# Thank You!!!



## MWScott72 (May 23, 2011)

Just wanted to thank any of you that are veterans today. Our family doesn't have much of a military history, but I am a history buff and realize the immense sacrifice that so many have given - past or present. My hats off to you this day! May you know that you are loved, appreciated and especially needed in this world that we live in.

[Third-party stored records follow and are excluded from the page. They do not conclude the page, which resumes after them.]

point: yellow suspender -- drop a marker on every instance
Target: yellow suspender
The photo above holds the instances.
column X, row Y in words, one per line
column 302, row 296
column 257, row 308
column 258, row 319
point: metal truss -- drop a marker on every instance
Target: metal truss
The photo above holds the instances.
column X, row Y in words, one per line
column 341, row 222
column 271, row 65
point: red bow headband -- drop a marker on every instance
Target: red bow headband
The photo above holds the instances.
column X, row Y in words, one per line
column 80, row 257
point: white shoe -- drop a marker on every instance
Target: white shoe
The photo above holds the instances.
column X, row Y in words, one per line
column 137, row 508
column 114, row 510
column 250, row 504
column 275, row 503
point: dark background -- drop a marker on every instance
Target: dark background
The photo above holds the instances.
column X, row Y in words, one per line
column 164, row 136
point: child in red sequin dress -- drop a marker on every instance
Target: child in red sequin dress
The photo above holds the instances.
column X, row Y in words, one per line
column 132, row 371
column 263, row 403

Incidentally, I heard that Jiffy Lube is offerring free oil changes (up to 5 quarts free) to past and present service members, Red Robin has some sort of free deal on burgers and Starbucks is offering free coffee. All today only, so hope you can take advantage of these and other "thank you" offerings!


----------



## DIRTYS6X6 (May 19, 2021)

I agree with MW. have a fantastic day. Thank you.


----------



## CPAjeff (Dec 20, 2014)

Completely agree - huge THANK YOU to those who served!


----------



## wyogoob (Sep 7, 2007)

Happy Veteran's Day!!!


----------



## Lone_Hunter (Oct 25, 2017)

Thought i'd pass this along.


https://www.youtube.com/c/RememberWW2/videos


----------



## pollo70 (Aug 15, 2016)

Happy  Veterans Day !!!


----------



## bowgy (Oct 10, 2007)

Thank you to all who served, and to the families that supported them while they served.


----------



## AF CYN (Mar 19, 2009)

Agreed. I am so grateful for my freedoms, which I know are not free.


----------



## SaltyWalty (Feb 1, 2021)

Thank you to all who have served and who are serving, and just like AF CYN said I definitely know freedom isn’t free and my grandpa learned this in a hard way. Not to brag about how my veteran grandpa is cooler than yours😅but I thought I could share this story.

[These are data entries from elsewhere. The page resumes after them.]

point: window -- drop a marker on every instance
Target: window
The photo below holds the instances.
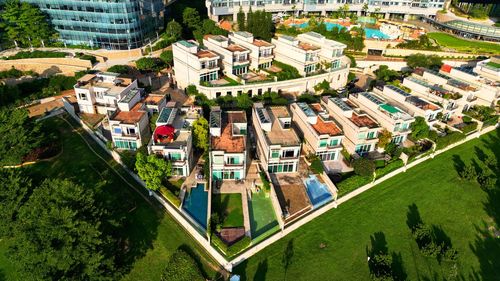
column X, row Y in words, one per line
column 288, row 153
column 334, row 142
column 323, row 143
column 219, row 159
column 275, row 153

He enlisted in the Navy after a three year mission to Denmark, and was put on the USS Carlisle, a small transport boat. He was trained to drive the small troop transport to the beach. He learned how to work a 20mm deck gun, but didn’t see any battle. He almost did tho. He was supposed to be at Iwo Jima, but one of their engines blew up and they had to stop in Honolulu to get it fixed. A boat was then sent out from Honolulu to take its place and that boat was reported to be sunk within the first 30 minutes of battle, with all 15 lifeboats deployed but 13 never recovered.

After getting their engine fixed, they went to Iwo Jima to act as clean up crew. When they were getting close to the island, they started seeing boat wreckages and bodies in the water. As they were sorting through the wreckages, he realized that those brave men were the ones that took his place and he was so humbled and overcame with gratitude.

He never talked about that experience except to his sons and I heard it eventually. I can’t express the gratitude that I have for those brave men who went selflessly, to serve as they were called. Thank you again to all those who serve.🇺🇸🎇🎆


----------